Cloud Networking Designs by Lippis
A Two-Tier Network Model Emerges In The Cloud
So whats so different about the high performance data center and new cloud-computing environments that the three-tier model could be collapsed into two? In a word it's "performance". In two words its "consistent performance" under heavy load. Performance demand is more critical in this market with applications such as storage connect, high performance computing (HPC), video, extreme web 2.0 volumes, etc., requiring unique network attributes. Consider this: approximately 10 million servers are sold every year. In 2003 20% of servers were sold into HPC and large public facing Web sites according to IDC. In 2009 that number will increase to 50% of server units are sold into cloud and HPC environments. In short, high performance data center and new cloud-computing sites is becoming extremely server dense. Take server density on a scale we have not seen previously and add ultra application demand at load and you have the requirements for a new kind of networking.

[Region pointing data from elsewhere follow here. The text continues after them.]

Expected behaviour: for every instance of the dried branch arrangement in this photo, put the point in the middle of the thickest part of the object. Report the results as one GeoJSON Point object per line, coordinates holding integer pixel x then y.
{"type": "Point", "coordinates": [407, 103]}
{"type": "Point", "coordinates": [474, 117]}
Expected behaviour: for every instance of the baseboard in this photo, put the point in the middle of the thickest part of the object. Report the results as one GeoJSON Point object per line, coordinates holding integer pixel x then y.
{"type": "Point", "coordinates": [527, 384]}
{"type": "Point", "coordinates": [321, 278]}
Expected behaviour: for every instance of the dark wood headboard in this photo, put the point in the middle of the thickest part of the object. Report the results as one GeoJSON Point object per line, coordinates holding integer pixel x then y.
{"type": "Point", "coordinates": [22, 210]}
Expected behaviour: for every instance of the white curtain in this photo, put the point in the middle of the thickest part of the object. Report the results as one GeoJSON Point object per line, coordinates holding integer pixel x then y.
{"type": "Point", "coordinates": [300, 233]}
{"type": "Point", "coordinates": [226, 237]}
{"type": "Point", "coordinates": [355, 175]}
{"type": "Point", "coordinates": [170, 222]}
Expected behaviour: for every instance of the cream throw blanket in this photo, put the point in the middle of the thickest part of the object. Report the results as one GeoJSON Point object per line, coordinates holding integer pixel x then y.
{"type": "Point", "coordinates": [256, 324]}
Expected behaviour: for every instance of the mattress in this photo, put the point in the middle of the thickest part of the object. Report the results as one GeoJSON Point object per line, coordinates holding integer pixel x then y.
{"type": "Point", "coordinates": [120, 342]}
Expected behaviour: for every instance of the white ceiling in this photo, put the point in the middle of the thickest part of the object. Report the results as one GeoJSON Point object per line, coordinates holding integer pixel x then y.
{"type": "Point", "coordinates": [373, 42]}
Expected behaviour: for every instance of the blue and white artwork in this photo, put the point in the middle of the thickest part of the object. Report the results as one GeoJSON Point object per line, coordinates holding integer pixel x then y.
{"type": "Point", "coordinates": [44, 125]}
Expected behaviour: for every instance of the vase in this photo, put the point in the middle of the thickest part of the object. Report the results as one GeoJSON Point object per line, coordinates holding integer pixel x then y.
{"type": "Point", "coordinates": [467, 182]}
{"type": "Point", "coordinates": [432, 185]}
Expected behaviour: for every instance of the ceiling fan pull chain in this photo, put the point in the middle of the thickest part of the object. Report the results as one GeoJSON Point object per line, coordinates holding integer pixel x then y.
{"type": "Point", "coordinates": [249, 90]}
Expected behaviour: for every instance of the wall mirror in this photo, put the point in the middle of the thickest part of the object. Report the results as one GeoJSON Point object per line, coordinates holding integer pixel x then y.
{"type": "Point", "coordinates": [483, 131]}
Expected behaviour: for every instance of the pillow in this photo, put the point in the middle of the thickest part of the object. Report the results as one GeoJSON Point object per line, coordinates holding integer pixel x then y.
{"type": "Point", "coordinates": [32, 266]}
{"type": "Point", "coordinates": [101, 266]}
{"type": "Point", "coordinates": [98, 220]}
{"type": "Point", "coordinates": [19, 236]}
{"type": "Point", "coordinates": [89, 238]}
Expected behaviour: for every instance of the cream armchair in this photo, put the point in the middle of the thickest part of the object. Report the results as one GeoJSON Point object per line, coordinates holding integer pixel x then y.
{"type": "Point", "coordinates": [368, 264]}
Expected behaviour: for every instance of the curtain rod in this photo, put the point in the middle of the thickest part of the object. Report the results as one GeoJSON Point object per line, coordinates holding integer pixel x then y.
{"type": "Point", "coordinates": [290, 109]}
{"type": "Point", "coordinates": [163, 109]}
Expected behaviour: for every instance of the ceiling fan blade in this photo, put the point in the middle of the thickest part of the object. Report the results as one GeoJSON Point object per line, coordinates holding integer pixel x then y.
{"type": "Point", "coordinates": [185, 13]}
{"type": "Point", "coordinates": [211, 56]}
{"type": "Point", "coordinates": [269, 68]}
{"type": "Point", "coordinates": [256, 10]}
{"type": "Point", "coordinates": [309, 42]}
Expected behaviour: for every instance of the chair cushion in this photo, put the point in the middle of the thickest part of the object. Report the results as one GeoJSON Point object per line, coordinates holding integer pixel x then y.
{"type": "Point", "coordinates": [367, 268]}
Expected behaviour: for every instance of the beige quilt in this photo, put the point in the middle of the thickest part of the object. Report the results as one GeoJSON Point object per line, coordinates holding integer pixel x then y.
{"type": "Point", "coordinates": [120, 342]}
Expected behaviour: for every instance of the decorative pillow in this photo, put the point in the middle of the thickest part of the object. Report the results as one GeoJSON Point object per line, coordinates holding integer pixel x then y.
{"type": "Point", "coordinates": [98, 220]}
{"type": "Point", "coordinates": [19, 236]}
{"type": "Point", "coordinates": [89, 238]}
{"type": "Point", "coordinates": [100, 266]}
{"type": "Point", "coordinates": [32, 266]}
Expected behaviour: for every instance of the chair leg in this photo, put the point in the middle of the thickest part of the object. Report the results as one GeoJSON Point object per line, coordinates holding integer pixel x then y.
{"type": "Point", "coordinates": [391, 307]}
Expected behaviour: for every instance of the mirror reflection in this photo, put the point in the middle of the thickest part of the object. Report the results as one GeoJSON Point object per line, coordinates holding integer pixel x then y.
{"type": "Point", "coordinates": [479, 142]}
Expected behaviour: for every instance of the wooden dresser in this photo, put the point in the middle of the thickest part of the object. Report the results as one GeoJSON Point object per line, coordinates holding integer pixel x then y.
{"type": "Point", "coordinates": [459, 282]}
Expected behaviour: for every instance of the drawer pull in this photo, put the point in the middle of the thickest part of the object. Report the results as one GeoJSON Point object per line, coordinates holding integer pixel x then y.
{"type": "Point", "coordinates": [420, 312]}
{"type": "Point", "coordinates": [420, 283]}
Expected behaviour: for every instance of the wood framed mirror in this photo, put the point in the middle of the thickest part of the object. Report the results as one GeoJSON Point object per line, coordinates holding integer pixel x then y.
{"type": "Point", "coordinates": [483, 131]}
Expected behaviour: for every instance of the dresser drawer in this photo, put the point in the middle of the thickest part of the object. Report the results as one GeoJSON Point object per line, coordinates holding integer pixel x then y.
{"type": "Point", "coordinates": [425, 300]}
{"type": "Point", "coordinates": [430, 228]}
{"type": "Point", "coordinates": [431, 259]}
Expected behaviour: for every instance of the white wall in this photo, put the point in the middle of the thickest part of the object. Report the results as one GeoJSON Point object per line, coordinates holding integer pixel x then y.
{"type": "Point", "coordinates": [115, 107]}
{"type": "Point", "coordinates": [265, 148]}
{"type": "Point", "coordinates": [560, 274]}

To deliver performance at scale and under load of a cloud computing data center equipped with tens to hundreds of thousands of servers delivering applications to millions of users, network performance has to be non-blocking, highly reliable and faultless with low and predictable latency (sub-microsecond) for broadcast, multicast and unicast traffic types. In addition the cloud network needs to be aware of application flows rather than static addressing of devices so that changes in applications, servers and storage can occur without re-configuring the network. Ten-gigabit ethernet connections to servers, storage and between switches are the design direction now, which will scale up as the IEEE develops the 40 GbE and 100GbE standards, expected to be ratified in 2010.
Meeting these requirements offers scale and optimization of servers, applications and storage elements, which allow millions of applications to randomly spin up and down with demand much like atomic behavior described by Brownian motion. In short, traffic profiles in this high performance and dense application environment is unpredictable. This is a key design criterion; that is, networks need to anticipate wild matrix flows with overlapping peaks and valleys and move these flows without dropping packets at microsecond latency between server and storage over the network.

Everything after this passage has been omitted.